À l’approche de la ménopause, les ovaires deviennent de moins en moins sensibles à ces signaux et finissent par ne plus répondre. Cela entraîne une augmentation des niveaux de LH et de FSH dans le sang, mais malgré cette intensification du message cérébral, la production hormonale diminue. Le premier signe notable est la chute de progestérone, car les ovulations deviennent rares ou irrégulières. Cette réduction de progestérone par rapport aux œstrogènes provoque l’apparition de divers symptômes.

À quel âge est-on ménopausée ?

L’âge moyen de la ménopause est de 51 ans. Elle est précédée d’une période appelée péri-ménopause, qui commence en moyenne vers 47 ans et dure environ quatre ans. Pendant cette période, les cycles deviennent irréguliers : ils peuvent être plus longs, plus courts, voire absents, et les règles peuvent être plus abondantes ou plus légères.

Les symptômes les plus fréquents de la ménopause incluent entre autres : bouffées de chaleur, sueurs nocturnes, syndrome uro-génital, sautes d’humeur, dépression, prise de poids, douleurs articulaires, troubles du sommeil, sècheresse vaginale.

La durée et l'intensité de ces symptômes varient d'une femme à l'autre. En général, plus les symptômes se manifestent tôt, plus ils ont tendance à persister sur le long terme.

Les traitements de la ménopause sont-ils dangereux ?

La prise en charge des symptômes de la ménopause repose sur l’utilisation de traitements hormonaux et non hormonaux, souvent combinés pour un accompagnement plus complet et personnalisé :

  • Les traitements non hormonaux incluent des approches comme la phytothérapie, la kinésithérapie, la sophrologie, l’hypnose, l’acupuncture, le sport et la diététique.
  • Les traitements hormonaux, basés principalement sur l’administration de progestérone et d’œstrogènes, offrent plusieurs avantages. Ils contribuent à améliorer la qualité de vie et le bien-être des patientes en agissant sur l’ensemble des symptômes de la ménopause, tout en apportant une protection cardiovasculaire avec une réduction du risque d’infarctus et d’accident vasculaire cérébral (AVC). De plus, ces traitements jouent un rôle dans la prévention de l'ostéoporose et exercent un effet protecteur sur le système neuronal, notamment contre la maladie d'Alzheimer.
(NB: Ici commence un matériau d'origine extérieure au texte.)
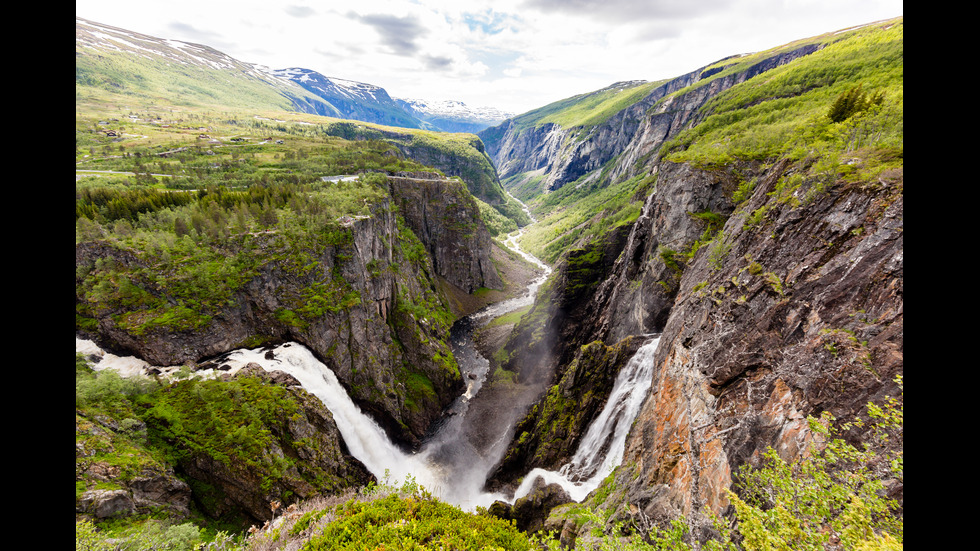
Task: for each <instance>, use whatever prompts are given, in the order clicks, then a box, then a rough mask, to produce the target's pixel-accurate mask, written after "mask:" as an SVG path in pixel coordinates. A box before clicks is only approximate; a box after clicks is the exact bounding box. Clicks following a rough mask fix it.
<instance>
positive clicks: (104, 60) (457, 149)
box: [75, 18, 528, 234]
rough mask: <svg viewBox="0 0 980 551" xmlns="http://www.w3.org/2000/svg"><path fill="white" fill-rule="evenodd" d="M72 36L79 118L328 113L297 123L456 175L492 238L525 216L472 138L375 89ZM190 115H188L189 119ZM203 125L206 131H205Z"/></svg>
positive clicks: (189, 55)
mask: <svg viewBox="0 0 980 551" xmlns="http://www.w3.org/2000/svg"><path fill="white" fill-rule="evenodd" d="M75 33H76V40H75V107H76V113H77V114H78V116H77V117H76V119H78V120H81V119H86V120H87V119H91V118H94V119H95V121H93V124H95V122H98V121H99V115H101V114H103V113H112V112H117V111H118V109H119V108H118V107H117V106H127V105H136V106H144V107H145V108H147V109H148V110H149V111H153V112H154V115H153V116H154V117H156V118H157V120H158V124H165V123H163V122H162V121H161V120H160V116H161V113H166V112H168V111H169V112H171V113H173V112H175V111H176V112H194V113H204V112H208V113H210V116H211V118H212V119H213V118H215V115H214V114H215V113H233V114H231V115H229V118H230V119H232V120H236V119H241V118H242V117H241V115H243V114H246V113H247V114H250V115H261V116H262V118H263V119H266V120H268V119H271V120H269V121H268V122H266V123H259V122H256V124H255V125H254V126H256V127H257V126H263V125H264V126H265V127H267V128H268V129H269V130H276V129H277V128H276V127H277V124H278V123H275V122H274V121H276V120H280V121H282V120H287V119H289V120H294V121H295V120H297V117H296V116H295V113H294V114H289V113H288V112H290V111H292V112H300V113H309V114H311V115H323V116H329V117H330V118H322V119H321V118H316V117H309V120H304V122H311V123H313V124H315V126H314V128H313V129H311V131H312V132H318V133H320V134H321V135H322V134H327V135H332V136H338V137H342V138H345V139H347V140H382V141H386V142H388V143H391V144H393V145H395V146H396V147H397V148H398V149H399V150H400V151H401V153H402V154H403V156H405V157H408V158H412V159H415V160H416V161H418V162H420V163H421V164H422V165H424V166H427V167H432V168H435V169H438V170H440V171H442V172H443V173H444V174H445V175H446V176H450V177H451V176H459V177H461V178H462V179H463V180H464V181H465V182H466V184H467V185H468V186H469V189H470V191H471V193H472V194H473V195H474V196H475V197H477V198H478V199H479V200H480V201H482V202H483V203H484V204H485V205H483V211H484V213H485V216H486V217H487V218H488V220H490V221H492V226H491V227H492V228H493V231H494V234H496V233H498V232H500V231H511V230H513V229H516V228H517V227H518V226H523V225H525V224H527V222H528V219H527V217H526V215H525V214H524V212H523V211H522V209H521V208H520V207H519V206H518V205H517V203H516V202H514V201H513V199H511V198H510V197H508V196H507V195H506V193H504V190H503V188H502V187H501V185H500V181H499V179H498V178H497V174H496V171H495V169H494V167H493V165H492V163H491V161H490V160H489V158H488V157H487V155H486V153H485V152H484V149H483V144H482V142H480V140H479V139H478V138H476V137H475V136H474V135H472V134H466V133H443V132H436V131H423V130H418V128H419V127H421V126H425V125H423V124H421V123H420V121H418V120H416V119H414V118H413V117H412V116H411V115H408V114H407V113H405V112H404V110H403V109H402V108H401V107H400V106H399V105H398V104H397V103H396V102H395V101H394V100H392V99H391V98H390V97H389V96H388V94H387V92H385V90H384V89H382V88H379V87H377V86H372V85H369V84H364V83H356V82H351V81H343V80H340V79H330V78H327V77H324V76H323V75H320V74H319V73H315V72H313V71H309V70H305V69H289V70H282V71H271V70H269V69H265V68H260V67H257V66H254V65H251V64H248V63H243V62H240V61H238V60H235V59H233V58H231V57H229V56H227V55H225V54H222V53H221V52H218V51H216V50H214V49H212V48H209V47H207V46H202V45H197V44H188V43H185V42H179V41H174V40H165V39H160V38H155V37H150V36H146V35H141V34H138V33H134V32H131V31H126V30H123V29H117V28H113V27H109V26H106V25H101V24H98V23H92V22H88V21H85V20H82V19H77V18H76V30H75ZM196 116H197V115H196V114H195V115H193V116H188V120H190V119H192V118H194V117H196ZM106 118H107V117H106ZM174 118H180V117H179V116H178V117H174ZM339 119H342V120H339ZM347 119H353V120H354V121H361V122H353V121H352V120H347ZM300 120H303V119H302V118H300ZM365 121H367V122H365ZM372 121H373V122H372ZM76 122H77V121H76ZM101 122H102V123H103V124H101V125H100V126H101V127H102V130H104V131H115V132H117V133H118V132H119V130H118V128H113V126H116V125H111V124H106V123H107V122H108V121H101ZM375 122H376V123H378V124H374V123H375ZM282 124H285V123H282ZM392 125H393V126H392ZM430 126H431V125H430ZM203 130H204V134H206V133H207V128H203ZM255 130H261V129H260V128H255ZM117 137H118V136H117ZM175 137H177V136H175ZM84 139H86V140H87V138H84ZM178 145H187V144H178ZM488 207H489V208H488Z"/></svg>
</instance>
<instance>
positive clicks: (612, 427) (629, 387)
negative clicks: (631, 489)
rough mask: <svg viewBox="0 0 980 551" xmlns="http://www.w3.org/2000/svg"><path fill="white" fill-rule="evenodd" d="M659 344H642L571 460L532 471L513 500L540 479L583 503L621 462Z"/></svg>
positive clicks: (649, 377)
mask: <svg viewBox="0 0 980 551" xmlns="http://www.w3.org/2000/svg"><path fill="white" fill-rule="evenodd" d="M659 342H660V337H659V336H658V337H656V338H654V339H652V340H651V341H650V342H648V343H646V344H644V345H643V346H642V347H640V349H639V350H637V351H636V354H634V355H633V357H632V358H631V359H630V361H629V362H628V363H627V364H626V366H624V367H623V369H622V370H620V372H619V374H618V375H617V376H616V382H615V383H614V384H613V389H612V392H611V393H610V394H609V399H608V400H607V401H606V405H605V407H604V408H603V410H602V412H601V413H600V414H599V416H598V417H596V418H595V419H594V420H593V421H592V424H591V425H589V429H588V431H587V432H586V433H585V436H583V437H582V440H581V441H580V442H579V446H578V450H577V451H576V452H575V455H574V456H573V457H572V459H571V461H569V462H568V463H567V464H565V465H564V466H562V467H561V468H560V469H559V470H558V471H547V470H544V469H532V470H531V472H529V473H528V474H527V475H526V476H525V477H524V481H523V482H522V483H521V486H520V487H519V488H518V489H517V492H516V493H515V494H514V499H515V500H516V499H517V498H519V497H522V496H524V495H526V494H527V493H528V492H530V491H531V488H533V487H534V483H535V481H536V479H538V478H541V479H542V480H543V481H544V482H545V483H546V484H551V483H556V484H558V485H560V486H561V487H562V488H564V489H565V491H567V492H568V494H569V496H570V497H571V498H572V499H573V500H574V501H582V500H583V499H585V497H586V496H587V495H588V494H589V492H591V491H592V490H594V489H596V488H598V487H599V484H601V483H602V480H603V479H604V478H606V476H608V475H609V473H611V472H612V471H613V469H615V468H616V467H617V466H618V465H619V464H620V463H621V462H622V460H623V451H624V450H625V446H626V436H627V434H628V433H629V429H630V427H631V426H632V424H633V420H634V419H636V415H637V414H638V413H639V411H640V406H641V405H643V400H644V399H645V398H646V395H647V391H648V390H649V389H650V384H651V383H652V381H653V355H654V352H656V350H657V344H659Z"/></svg>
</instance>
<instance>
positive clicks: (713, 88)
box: [479, 44, 820, 191]
mask: <svg viewBox="0 0 980 551" xmlns="http://www.w3.org/2000/svg"><path fill="white" fill-rule="evenodd" d="M818 49H820V46H819V45H817V44H811V45H806V46H802V47H799V48H794V49H790V50H788V51H777V52H774V53H773V54H771V55H768V56H765V57H763V58H762V59H761V60H760V61H758V62H757V63H754V64H752V65H750V66H748V67H744V68H741V69H740V70H738V71H737V72H731V73H729V74H725V75H719V76H718V77H717V78H711V77H713V76H714V75H718V74H719V72H720V71H721V70H722V68H723V67H724V65H723V66H722V67H712V68H711V69H708V68H707V67H703V68H701V69H698V70H696V71H692V72H690V73H687V74H685V75H682V76H680V77H677V78H674V79H671V80H670V81H668V82H665V83H664V84H662V85H660V86H657V87H656V88H654V89H653V90H651V91H650V92H649V93H648V94H647V95H646V96H644V97H643V98H642V99H640V100H639V101H637V102H635V103H633V104H631V105H629V106H627V107H625V108H623V109H622V110H620V111H618V112H616V113H615V114H613V115H611V116H610V117H609V118H608V119H607V120H606V121H604V122H603V123H601V124H598V125H594V126H589V127H587V128H574V127H573V128H565V127H563V126H561V125H559V124H555V123H543V124H531V125H526V124H519V123H518V121H517V120H516V119H512V120H509V121H505V122H504V123H502V124H501V125H499V126H497V127H495V128H492V129H487V130H484V131H483V132H481V133H480V134H479V135H480V137H481V138H482V139H483V140H484V142H485V143H486V147H487V153H488V154H489V155H490V157H491V158H492V159H493V161H494V163H495V165H496V166H497V170H498V173H499V175H500V178H501V179H507V178H510V177H512V176H515V175H518V174H522V173H532V174H534V175H536V176H543V177H544V178H543V182H542V184H541V190H542V191H553V190H555V189H558V188H560V187H562V186H564V185H565V184H567V183H570V182H574V181H575V180H577V179H579V178H581V177H582V176H586V175H590V177H599V174H598V172H597V171H598V170H599V169H600V168H603V167H606V165H607V163H610V162H611V161H612V164H611V165H609V166H608V167H606V168H607V171H608V172H607V174H606V175H605V176H604V177H606V178H608V179H610V180H622V179H626V178H629V177H632V176H635V175H636V174H640V173H644V172H648V171H649V170H650V169H651V167H652V166H653V164H652V161H653V160H652V159H651V153H653V152H654V151H656V150H657V149H658V148H659V147H660V146H661V145H663V143H664V142H665V141H667V140H668V139H670V138H672V137H674V136H675V135H676V134H677V133H678V132H680V130H682V129H683V128H685V127H688V126H690V125H692V124H695V123H696V120H695V119H696V117H697V116H699V114H700V111H699V110H700V109H701V107H703V106H704V104H705V103H706V102H707V101H708V100H709V99H710V98H712V97H714V96H716V95H717V94H718V93H720V92H721V91H723V90H726V89H728V88H731V87H732V86H734V85H736V84H738V83H741V82H744V81H746V80H748V79H750V78H753V77H755V76H757V75H759V74H761V73H764V72H766V71H768V70H771V69H773V68H775V67H778V66H780V65H784V64H786V63H790V62H792V61H793V60H795V59H798V58H800V57H802V56H805V55H809V54H811V53H813V52H814V51H817V50H818ZM725 61H726V60H722V61H721V62H719V63H720V64H724V62H725ZM734 63H735V61H734V60H732V62H731V64H732V65H734ZM716 65H717V64H716ZM709 78H710V81H709V82H707V83H706V84H705V85H702V86H697V87H694V88H692V89H691V90H690V91H689V92H685V93H683V94H680V95H672V94H675V93H676V92H678V91H681V90H683V89H685V88H688V87H691V86H693V85H695V84H697V83H699V82H701V81H702V80H707V79H709ZM668 96H670V97H668ZM665 98H667V99H666V100H665Z"/></svg>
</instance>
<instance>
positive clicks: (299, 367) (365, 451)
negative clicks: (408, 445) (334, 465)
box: [75, 209, 659, 510]
mask: <svg viewBox="0 0 980 551" xmlns="http://www.w3.org/2000/svg"><path fill="white" fill-rule="evenodd" d="M525 210H526V209H525ZM518 236H519V234H515V235H511V236H510V239H509V241H510V243H509V245H510V246H511V248H513V249H514V250H515V251H516V252H518V253H520V254H521V255H522V256H524V257H525V258H527V259H528V260H529V261H531V262H533V263H535V264H537V265H538V266H539V267H541V268H542V269H543V271H544V275H543V276H541V277H540V278H538V279H537V280H535V281H534V282H533V283H532V284H531V286H529V288H528V292H527V293H526V294H525V295H524V296H522V297H518V298H515V299H511V300H509V301H504V302H501V303H497V304H494V305H491V306H489V307H488V308H487V309H485V310H482V311H480V312H478V313H476V314H474V315H472V316H470V318H471V319H472V321H473V323H474V324H475V325H480V324H482V323H486V322H487V321H489V320H491V319H493V318H496V317H497V316H500V315H503V314H505V313H507V312H509V311H512V310H515V309H517V308H520V307H522V306H525V305H528V304H531V303H533V301H534V295H535V294H536V293H535V292H536V290H537V288H538V287H539V286H540V285H541V284H542V283H543V282H544V281H545V279H546V278H547V274H548V273H550V271H551V270H550V268H548V267H547V266H546V265H544V264H543V263H541V262H540V261H539V260H538V259H536V258H534V257H533V256H530V255H528V254H526V253H524V252H523V251H521V250H520V248H519V247H517V245H516V239H517V237H518ZM467 338H468V337H467ZM658 341H659V337H658V338H654V339H653V340H651V341H650V342H649V343H647V344H645V345H644V346H642V347H641V348H640V349H639V350H638V351H637V353H636V354H635V356H634V357H633V358H632V359H631V360H630V361H629V363H628V364H627V365H626V366H625V367H624V368H623V369H622V370H621V372H620V373H619V375H618V376H617V379H616V382H615V383H614V387H613V390H612V393H611V394H610V396H609V399H608V401H607V403H606V406H605V408H604V409H603V411H602V413H601V414H600V415H599V417H597V418H596V419H595V420H594V421H593V422H592V425H590V427H589V430H588V431H587V433H586V435H585V436H584V437H583V438H582V441H581V442H580V444H579V448H578V451H577V452H576V454H575V456H574V457H573V458H572V460H571V462H569V463H568V464H567V465H565V466H564V467H562V468H561V469H560V470H559V471H558V472H551V471H544V470H542V469H534V470H532V471H531V472H530V473H528V475H527V476H526V477H524V483H523V484H522V486H521V487H520V488H519V489H518V491H517V493H516V494H515V495H514V496H513V497H508V496H506V495H504V494H496V493H486V492H484V491H483V485H484V483H485V482H486V477H487V475H488V474H489V472H490V470H491V469H492V468H493V467H494V462H495V461H496V460H499V457H497V456H496V455H497V454H502V453H503V450H504V448H505V446H506V442H505V441H504V438H503V437H501V438H500V441H498V442H496V443H494V445H493V446H492V447H491V449H492V450H493V451H492V453H490V454H482V455H481V454H479V453H470V451H471V450H470V449H469V448H467V446H466V445H465V444H463V443H460V442H458V441H457V440H458V439H457V438H456V437H457V436H459V431H460V424H461V419H462V415H461V414H465V411H466V402H467V401H468V400H469V399H471V398H472V397H473V396H474V395H475V394H476V393H477V392H478V391H479V388H480V386H481V384H482V382H483V378H484V377H485V376H486V373H485V371H486V370H485V368H484V369H483V372H481V373H479V377H478V378H477V379H476V382H475V384H474V383H471V384H470V386H469V388H467V390H466V394H464V395H463V396H461V397H460V398H459V400H457V404H456V405H454V408H457V415H453V416H450V417H449V420H448V421H447V422H445V423H443V425H442V426H441V427H440V429H439V431H438V432H437V433H436V434H435V435H434V436H433V437H432V438H430V439H429V440H428V441H427V442H426V443H425V444H423V446H422V448H421V450H420V451H419V452H418V453H406V452H405V451H403V450H402V449H401V448H399V447H398V446H396V445H394V444H393V443H392V442H391V440H389V438H388V435H387V434H386V433H385V432H384V430H383V429H382V428H381V426H380V425H378V424H377V423H376V422H375V421H374V420H373V419H371V418H370V417H369V416H367V415H365V414H364V413H363V412H362V411H361V409H360V408H359V407H358V406H357V405H356V404H354V402H353V401H352V400H351V399H350V396H348V394H347V391H346V389H344V387H343V386H342V385H341V384H340V382H339V381H338V380H337V377H336V375H335V374H334V373H333V371H331V370H330V369H329V368H328V367H327V366H326V365H324V364H323V363H322V362H320V361H319V360H318V359H316V357H315V356H314V355H313V353H312V352H311V351H310V350H309V349H307V348H306V347H304V346H302V345H300V344H297V343H287V344H283V345H281V346H278V347H276V348H275V349H273V350H272V351H271V352H272V354H271V355H269V354H268V352H269V351H268V350H267V349H253V350H235V351H233V352H231V353H229V354H228V355H227V356H226V357H225V358H223V359H222V364H226V365H227V366H228V367H230V370H229V372H235V371H237V370H239V369H241V368H242V367H244V366H246V365H248V364H249V363H256V364H258V365H260V366H261V367H262V368H263V369H265V370H267V371H283V372H285V373H288V374H290V375H292V376H293V377H295V378H296V380H298V381H299V382H300V384H302V386H303V388H305V389H306V390H307V391H308V392H310V393H311V394H313V395H315V396H317V397H318V398H319V399H320V400H321V401H322V402H323V403H324V405H325V406H326V407H327V409H329V410H330V412H331V413H332V414H333V416H334V420H335V421H336V424H337V428H338V429H339V430H340V433H341V435H342V436H343V438H344V441H345V443H346V444H347V448H348V450H349V451H350V453H351V455H353V456H354V457H356V458H357V459H359V460H360V461H361V462H362V463H364V465H365V466H366V467H367V469H368V470H369V471H370V472H371V473H372V474H373V475H374V476H375V477H377V478H378V480H379V481H381V482H388V483H392V484H400V483H401V482H403V481H405V480H406V479H407V477H412V478H413V479H414V480H415V482H417V483H419V484H421V485H422V486H424V487H425V488H426V489H427V490H429V491H430V492H432V494H433V495H435V496H436V497H438V498H440V499H442V500H444V501H446V502H448V503H452V504H455V505H457V506H459V507H460V508H462V509H465V510H473V509H475V508H476V507H477V506H482V507H488V506H489V505H491V504H492V503H493V502H494V501H496V500H501V501H507V502H510V503H513V502H514V501H515V500H516V499H517V498H519V497H521V496H523V495H525V494H526V493H527V492H528V491H529V490H530V488H531V486H532V485H533V482H534V480H535V479H536V478H538V477H541V478H543V479H544V480H545V482H547V483H552V482H555V483H558V484H560V485H561V486H562V487H564V488H565V490H566V491H568V493H569V495H570V496H571V497H572V499H574V500H575V501H581V500H582V499H584V498H585V496H586V495H588V493H589V492H591V491H592V490H593V489H595V488H596V487H598V485H599V483H601V482H602V480H603V478H605V477H606V476H607V475H608V474H609V473H610V472H612V470H613V469H614V468H615V467H616V466H617V465H619V463H620V462H621V461H622V458H623V449H624V445H625V441H626V433H627V432H628V431H629V428H630V425H632V422H633V419H634V418H635V417H636V414H637V412H638V411H639V407H640V404H641V403H642V401H643V399H644V398H645V396H646V393H647V390H648V389H649V388H650V383H651V377H652V371H653V353H654V351H655V350H656V346H657V342H658ZM75 350H76V352H80V353H83V354H86V355H96V356H101V357H102V360H101V361H100V362H98V364H97V365H95V366H94V368H95V369H97V370H101V369H115V370H118V371H119V372H120V373H121V374H123V375H133V374H138V373H145V372H146V369H147V368H149V367H150V366H149V365H148V364H147V363H146V362H143V361H141V360H139V359H136V358H131V357H130V358H123V357H118V356H113V355H111V354H105V353H103V352H102V351H101V350H99V349H98V348H97V347H96V346H95V345H94V343H92V342H90V341H86V340H82V339H78V338H77V337H76V339H75ZM270 356H271V358H270ZM484 362H485V360H484ZM178 370H179V368H177V367H172V368H162V369H161V371H162V372H164V373H165V374H170V375H172V374H175V373H177V372H178ZM215 375H216V373H214V372H213V371H210V370H205V371H198V372H195V376H198V377H209V376H215ZM460 413H461V414H460ZM484 455H485V456H484Z"/></svg>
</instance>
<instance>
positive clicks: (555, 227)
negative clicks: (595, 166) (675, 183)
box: [521, 176, 655, 264]
mask: <svg viewBox="0 0 980 551" xmlns="http://www.w3.org/2000/svg"><path fill="white" fill-rule="evenodd" d="M654 181H655V178H653V177H644V176H637V177H635V178H632V179H630V180H626V181H623V182H619V183H616V184H612V185H609V186H607V187H598V186H597V185H595V184H593V185H582V186H579V185H578V183H577V182H572V183H570V184H567V185H565V186H562V187H561V188H560V189H558V190H556V191H554V192H552V193H549V194H547V195H543V196H539V197H538V198H537V199H535V200H533V201H532V203H531V208H532V209H533V212H534V213H535V215H536V216H537V217H538V222H537V223H536V224H534V226H532V227H530V228H529V229H528V231H527V233H526V234H525V235H524V237H523V238H522V240H521V246H522V247H523V248H524V249H525V250H527V251H529V252H530V253H531V254H533V255H535V256H537V257H538V258H540V259H542V260H543V261H544V262H547V263H551V264H553V263H554V262H555V261H556V260H557V259H558V258H559V257H560V256H561V255H562V253H564V252H565V251H566V250H568V249H569V248H572V247H575V246H576V243H579V242H580V241H582V240H583V239H586V238H595V237H598V236H601V235H603V234H605V233H606V232H608V231H610V230H612V229H615V228H616V227H618V226H621V225H623V224H630V223H632V222H633V221H635V220H636V218H637V217H639V215H640V211H641V209H642V207H643V203H642V197H639V196H640V195H645V193H640V192H641V190H647V191H649V190H650V188H651V186H652V185H653V182H654ZM579 246H580V245H579Z"/></svg>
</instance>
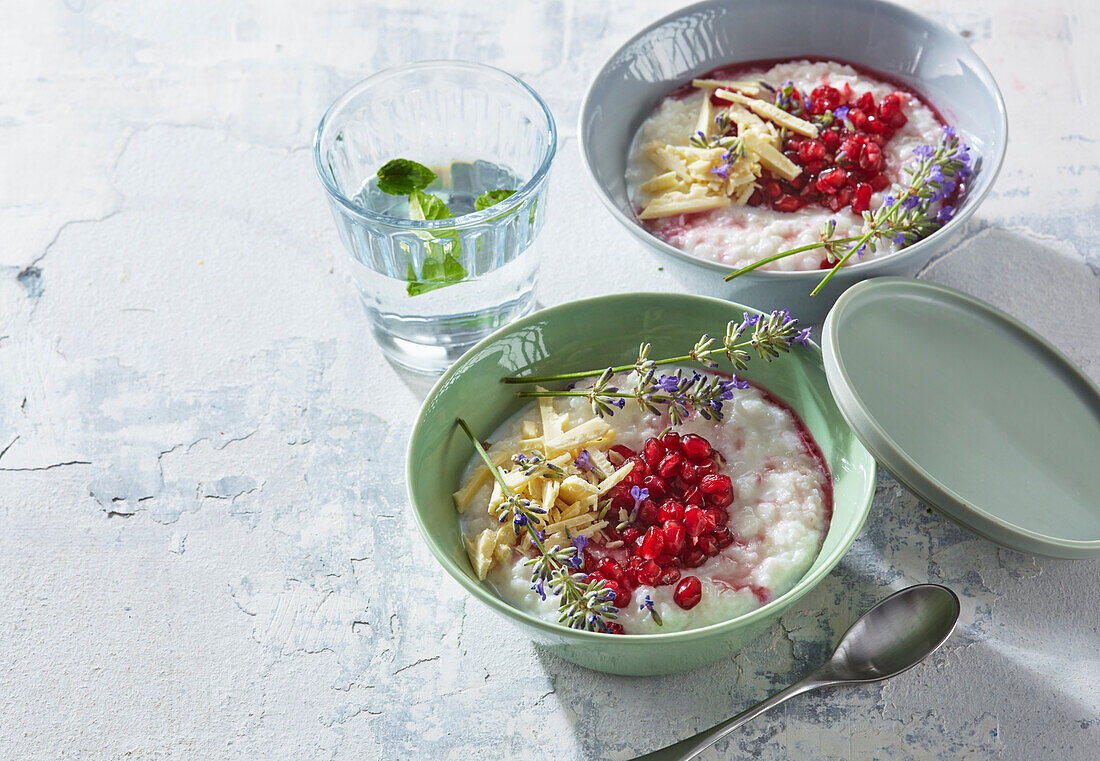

Dr Fievez : « Pour limiter les risques cardiovasculaires associés, il est recommandé de commencer le traitement hormonal dans les 5 à 10 ans suivant le début de la ménopause, après un bilan cardiovasculaire préalable, avec un suivi régulier. Les recommandations actuelles préconisent une posologie minimale et une durée la plus courte possible, avec une réévaluation annuelle entre la patiente et le médecin, afin d’adapter le traitement en fonction des bénéfices, risques et attentes de chaque femme. »

Rappelons que les traitements hormonaux comportent certains risques et nécessitent des précautions spécifiques : 

  • Thrombose : ce risque est inexistant avec la voie transdermique (œstradiol transdermique).
  • Cancer de l'utérus : il est recommandé d’associer un progestatif aux œstrogènes pendant au moins 10 jours par mois, pour réduire ce risque. 
  • Cancer du sein : le traitement hormonal peut légèrement augmenter le risque de cancer du sein chez les femmes de 50 à 60 ans (+2 cas pour 1.000 femmes).

Dr Fievez : « Bien que des traitements hormonaux puissent présenter un léger risque de cancer du sein, des facteurs comme l’alcool, le surpoids, et l’obésité augmentent davantage ce risque. Une hygiène de vie saine, avec une alimentation équilibrée et une activité physique régulière, reste la meilleure prévention, que l’on suive un traitement hormonal ou non. »

Enfin, la ménopause est un moment important pour une prise en charge globale de la santé. C’est en effet l’occasion de réaliser des dépistages essentiels, tels que ceux du cancer colorectal, du col de l'utérus et du sein, ainsi que des bilans pour détecter le diabète, le syndrome métabolique, le risque cardiovasculaire et l'ostéoporose via des ostéodensitométries.

En conclusion, le Dr Fievez insiste sur l'importance de briser le tabou : si les symptômes affectent le confort et perturbent la vie quotidienne, il est essentiel de ne pas hésiter à consulter.